Aside from the 28 or so coal-fired power plants already under construction, prospects remain tenuous for the half-dozen plants "near construction" and another 80 plants not nearly as far along, says Steve Piper, managing director of power forecasting at Platts, the energy information division of McGraw-Hill. "Expansions [of existing plants] still have a good chance. But others will come under increased pressure for deferral or outright cancellation."
Coal is still booming, some say
Some coal-industry officials say the cancellations belie a surge for coal.
"We're in the middle of a coal building boom with more new coal plants now under construction than anytime since the 1980s," says Joe Lucas, executive director of Americans for Balanced Energy Choices, a lobby group supported by coal companies and electric utilities.
Others call the growing resistance to coal power worrying.

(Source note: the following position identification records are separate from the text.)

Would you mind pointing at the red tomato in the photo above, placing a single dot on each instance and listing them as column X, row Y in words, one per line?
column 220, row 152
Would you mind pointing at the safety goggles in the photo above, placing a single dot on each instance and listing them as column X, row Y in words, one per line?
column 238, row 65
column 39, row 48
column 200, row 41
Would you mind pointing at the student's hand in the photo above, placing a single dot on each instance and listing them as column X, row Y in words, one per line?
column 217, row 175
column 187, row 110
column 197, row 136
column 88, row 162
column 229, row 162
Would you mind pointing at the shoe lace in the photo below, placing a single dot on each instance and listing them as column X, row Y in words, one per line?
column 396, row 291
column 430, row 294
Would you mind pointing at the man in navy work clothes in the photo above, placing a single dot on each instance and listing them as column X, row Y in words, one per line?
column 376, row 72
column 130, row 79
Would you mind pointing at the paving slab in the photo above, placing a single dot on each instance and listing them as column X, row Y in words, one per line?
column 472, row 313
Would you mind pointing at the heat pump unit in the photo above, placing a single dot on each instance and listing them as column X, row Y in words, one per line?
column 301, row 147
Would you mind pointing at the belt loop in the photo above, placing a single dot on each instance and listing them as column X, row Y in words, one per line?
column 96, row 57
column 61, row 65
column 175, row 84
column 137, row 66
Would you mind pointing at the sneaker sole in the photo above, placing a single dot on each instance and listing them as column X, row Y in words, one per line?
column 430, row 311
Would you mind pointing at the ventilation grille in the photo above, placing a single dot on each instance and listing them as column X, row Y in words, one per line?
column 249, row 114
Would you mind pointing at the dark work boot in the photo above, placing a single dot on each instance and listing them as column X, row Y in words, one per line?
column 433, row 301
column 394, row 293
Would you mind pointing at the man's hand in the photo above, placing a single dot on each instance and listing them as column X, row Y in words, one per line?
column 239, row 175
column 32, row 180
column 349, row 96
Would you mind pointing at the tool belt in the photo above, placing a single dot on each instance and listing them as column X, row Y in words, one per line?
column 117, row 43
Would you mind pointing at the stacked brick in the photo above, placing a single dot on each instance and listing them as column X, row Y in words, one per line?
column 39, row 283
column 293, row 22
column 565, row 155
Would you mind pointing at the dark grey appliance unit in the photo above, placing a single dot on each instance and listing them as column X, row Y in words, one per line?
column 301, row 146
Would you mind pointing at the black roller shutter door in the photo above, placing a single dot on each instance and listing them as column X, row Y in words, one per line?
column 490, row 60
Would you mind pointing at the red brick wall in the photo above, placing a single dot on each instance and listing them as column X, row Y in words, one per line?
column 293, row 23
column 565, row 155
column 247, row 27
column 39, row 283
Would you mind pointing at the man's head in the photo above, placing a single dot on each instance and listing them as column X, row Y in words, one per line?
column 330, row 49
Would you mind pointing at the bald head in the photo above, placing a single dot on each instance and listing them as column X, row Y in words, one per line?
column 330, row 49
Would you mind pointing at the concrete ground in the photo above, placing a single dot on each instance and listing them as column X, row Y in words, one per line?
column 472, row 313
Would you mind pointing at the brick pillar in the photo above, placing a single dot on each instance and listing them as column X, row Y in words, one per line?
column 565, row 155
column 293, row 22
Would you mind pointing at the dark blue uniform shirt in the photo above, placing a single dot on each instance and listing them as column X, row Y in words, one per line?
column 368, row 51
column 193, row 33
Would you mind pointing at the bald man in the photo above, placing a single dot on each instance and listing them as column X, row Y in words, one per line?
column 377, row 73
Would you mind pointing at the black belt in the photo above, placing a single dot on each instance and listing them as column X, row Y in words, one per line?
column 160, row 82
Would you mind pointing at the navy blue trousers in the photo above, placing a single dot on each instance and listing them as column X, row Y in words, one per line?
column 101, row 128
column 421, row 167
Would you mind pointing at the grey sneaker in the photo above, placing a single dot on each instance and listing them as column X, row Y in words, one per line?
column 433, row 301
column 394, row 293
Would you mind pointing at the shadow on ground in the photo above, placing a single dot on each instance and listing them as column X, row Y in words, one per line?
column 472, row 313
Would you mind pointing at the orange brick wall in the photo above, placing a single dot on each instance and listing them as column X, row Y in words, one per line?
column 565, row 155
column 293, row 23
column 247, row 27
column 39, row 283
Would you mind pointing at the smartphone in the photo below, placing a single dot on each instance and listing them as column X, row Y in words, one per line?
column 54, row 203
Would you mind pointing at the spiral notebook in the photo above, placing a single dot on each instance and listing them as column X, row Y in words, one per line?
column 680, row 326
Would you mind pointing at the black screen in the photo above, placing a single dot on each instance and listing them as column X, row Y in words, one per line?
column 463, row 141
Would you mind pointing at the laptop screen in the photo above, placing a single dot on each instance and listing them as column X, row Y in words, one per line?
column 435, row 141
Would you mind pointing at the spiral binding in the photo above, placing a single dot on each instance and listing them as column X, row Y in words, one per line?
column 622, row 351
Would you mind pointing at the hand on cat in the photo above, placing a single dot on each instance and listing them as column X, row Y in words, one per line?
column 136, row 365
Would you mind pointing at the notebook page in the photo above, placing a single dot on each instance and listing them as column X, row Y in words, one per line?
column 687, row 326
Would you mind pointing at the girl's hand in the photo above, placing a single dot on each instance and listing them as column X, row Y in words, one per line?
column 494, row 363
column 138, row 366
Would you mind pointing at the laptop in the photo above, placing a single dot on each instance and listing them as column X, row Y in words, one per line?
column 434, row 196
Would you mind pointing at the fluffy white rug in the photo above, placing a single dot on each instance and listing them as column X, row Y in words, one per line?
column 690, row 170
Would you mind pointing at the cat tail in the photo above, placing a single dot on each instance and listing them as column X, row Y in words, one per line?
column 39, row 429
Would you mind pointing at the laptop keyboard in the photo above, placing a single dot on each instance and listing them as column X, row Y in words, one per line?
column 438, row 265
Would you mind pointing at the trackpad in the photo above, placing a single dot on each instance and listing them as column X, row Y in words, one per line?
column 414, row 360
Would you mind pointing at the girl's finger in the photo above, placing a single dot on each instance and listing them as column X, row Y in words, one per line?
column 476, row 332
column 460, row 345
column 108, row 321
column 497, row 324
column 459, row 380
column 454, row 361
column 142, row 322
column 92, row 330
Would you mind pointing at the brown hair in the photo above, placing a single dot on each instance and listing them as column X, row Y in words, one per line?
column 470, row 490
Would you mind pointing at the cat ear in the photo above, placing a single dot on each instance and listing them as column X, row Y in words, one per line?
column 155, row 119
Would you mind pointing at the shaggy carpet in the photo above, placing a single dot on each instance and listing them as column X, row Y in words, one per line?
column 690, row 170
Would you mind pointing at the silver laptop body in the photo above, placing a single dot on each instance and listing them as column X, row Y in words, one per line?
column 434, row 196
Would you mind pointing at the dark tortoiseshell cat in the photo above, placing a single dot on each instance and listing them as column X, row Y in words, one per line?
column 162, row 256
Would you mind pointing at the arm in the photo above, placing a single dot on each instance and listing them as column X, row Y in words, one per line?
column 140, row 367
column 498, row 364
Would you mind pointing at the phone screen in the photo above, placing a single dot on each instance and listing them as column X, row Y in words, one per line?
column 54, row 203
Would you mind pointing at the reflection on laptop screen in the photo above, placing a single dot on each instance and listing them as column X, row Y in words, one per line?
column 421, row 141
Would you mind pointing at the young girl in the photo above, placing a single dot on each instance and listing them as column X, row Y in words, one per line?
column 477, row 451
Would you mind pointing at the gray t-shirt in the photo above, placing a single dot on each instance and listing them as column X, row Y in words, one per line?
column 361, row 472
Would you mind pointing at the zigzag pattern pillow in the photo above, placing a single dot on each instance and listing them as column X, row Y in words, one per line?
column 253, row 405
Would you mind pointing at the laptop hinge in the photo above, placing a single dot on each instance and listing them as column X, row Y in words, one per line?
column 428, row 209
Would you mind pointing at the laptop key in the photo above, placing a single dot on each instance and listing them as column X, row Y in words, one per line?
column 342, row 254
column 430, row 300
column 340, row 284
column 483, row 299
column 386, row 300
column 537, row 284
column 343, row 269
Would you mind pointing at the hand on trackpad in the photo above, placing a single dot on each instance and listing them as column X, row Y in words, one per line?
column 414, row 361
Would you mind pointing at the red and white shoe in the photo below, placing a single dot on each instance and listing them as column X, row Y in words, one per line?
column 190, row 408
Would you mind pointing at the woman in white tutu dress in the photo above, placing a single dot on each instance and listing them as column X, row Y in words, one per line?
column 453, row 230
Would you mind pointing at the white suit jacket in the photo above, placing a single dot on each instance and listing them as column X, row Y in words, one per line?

"It is a crisis for us because what we are not really focusing on is: Where is the electricity we need for the next 50 years going to come from?" said Gregory Boyce, chairman of Peabody Energy, at a "clean tech" conference recently in Palm Springs, Calif. "We view it as short-term and very unfortunate because we need to continue to build these new coal plants – that are at least 15 to 20 percent more carbon-efficient than the plants they replace – while we continue to work on technologies for the next generation of plants that are carbon-capture ready or that capture carbon and store it."